YOUR SOLIN GENERATED RECIPE
Grilled Chicken and Quinoa Bowl with Roasted Broccoli
Savor a wholesome bowl featuring tender grilled chicken, nutty quinoa, and perfectly roasted broccoli accented with a light drizzle of olive oil and a sprinkle of aromatic spices. This balanced lunch not only delights your taste buds with its mix of textures and flavors but also provides a satisfying boost of protein and energy to power your day.
INGREDIENTS
4 oz Chicken Breast
1/2 cup cooked Quinoa
1 cup Broccoli
1/2 cup canned Chickpeas (drained)
1/2 tsp Olive Oil
Mixed Seasonings (salt, pepper, garlic powder) to taste
PREPARATION
Preheat your grill to medium-high heat.
Season the chicken breast with salt, pepper, and garlic powder.

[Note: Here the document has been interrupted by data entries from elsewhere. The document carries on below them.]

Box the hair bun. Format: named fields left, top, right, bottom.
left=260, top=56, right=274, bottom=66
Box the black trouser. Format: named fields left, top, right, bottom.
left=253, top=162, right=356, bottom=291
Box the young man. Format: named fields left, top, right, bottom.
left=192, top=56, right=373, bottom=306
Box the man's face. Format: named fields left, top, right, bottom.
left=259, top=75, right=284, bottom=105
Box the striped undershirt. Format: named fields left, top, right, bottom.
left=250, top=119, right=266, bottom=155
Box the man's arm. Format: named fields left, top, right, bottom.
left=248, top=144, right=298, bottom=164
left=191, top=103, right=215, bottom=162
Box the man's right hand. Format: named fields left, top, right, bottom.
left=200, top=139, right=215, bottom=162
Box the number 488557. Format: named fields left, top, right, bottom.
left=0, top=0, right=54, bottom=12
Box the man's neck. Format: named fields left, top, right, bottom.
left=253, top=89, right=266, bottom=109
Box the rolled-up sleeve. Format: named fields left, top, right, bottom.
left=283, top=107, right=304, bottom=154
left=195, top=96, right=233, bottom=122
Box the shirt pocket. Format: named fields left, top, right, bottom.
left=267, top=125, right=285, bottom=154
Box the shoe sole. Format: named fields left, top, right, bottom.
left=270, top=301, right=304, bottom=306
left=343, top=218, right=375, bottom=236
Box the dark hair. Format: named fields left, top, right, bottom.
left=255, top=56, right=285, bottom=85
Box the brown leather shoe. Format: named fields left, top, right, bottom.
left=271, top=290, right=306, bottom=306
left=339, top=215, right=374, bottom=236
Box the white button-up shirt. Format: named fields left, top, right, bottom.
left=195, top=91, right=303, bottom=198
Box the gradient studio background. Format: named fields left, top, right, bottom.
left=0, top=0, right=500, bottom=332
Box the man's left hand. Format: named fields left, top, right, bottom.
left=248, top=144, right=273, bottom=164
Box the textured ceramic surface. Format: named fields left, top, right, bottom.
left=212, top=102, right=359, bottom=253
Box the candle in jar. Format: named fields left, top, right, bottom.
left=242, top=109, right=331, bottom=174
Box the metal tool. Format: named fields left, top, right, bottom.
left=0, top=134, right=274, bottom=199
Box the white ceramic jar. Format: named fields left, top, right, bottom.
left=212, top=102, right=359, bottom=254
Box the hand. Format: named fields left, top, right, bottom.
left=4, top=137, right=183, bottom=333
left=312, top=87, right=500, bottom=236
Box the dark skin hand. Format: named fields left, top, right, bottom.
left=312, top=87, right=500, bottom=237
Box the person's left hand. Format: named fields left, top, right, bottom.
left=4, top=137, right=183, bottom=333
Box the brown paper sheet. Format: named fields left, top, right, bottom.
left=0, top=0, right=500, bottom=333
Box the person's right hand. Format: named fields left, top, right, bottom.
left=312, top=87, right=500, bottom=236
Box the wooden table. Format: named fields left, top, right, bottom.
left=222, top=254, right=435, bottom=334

Grill the chicken breast for about 6-7 minutes per side until fully cooked and juices run clear. Once cooked, let it rest for a few minutes and slice into strips.
Meanwhile, preheat your oven to 400°F for roasting the broccoli.
Toss broccoli florets with a pinch of salt, pepper, and garlic powder. Drizzle with olive oil and spread them out on a baking sheet.
Roast the broccoli in the preheated oven for about 12-15 minutes until tender and slightly crispy on the edges.
Prepare quinoa according to package instructions if not already cooked.
Assemble the bowl by placing the cooked quinoa as the base, topping with sliced grilled chicken, roasted broccoli, and chickpeas.
Finish with a final light drizzle of olive oil and a sprinkle of mixed seasonings. Serve warm and enjoy!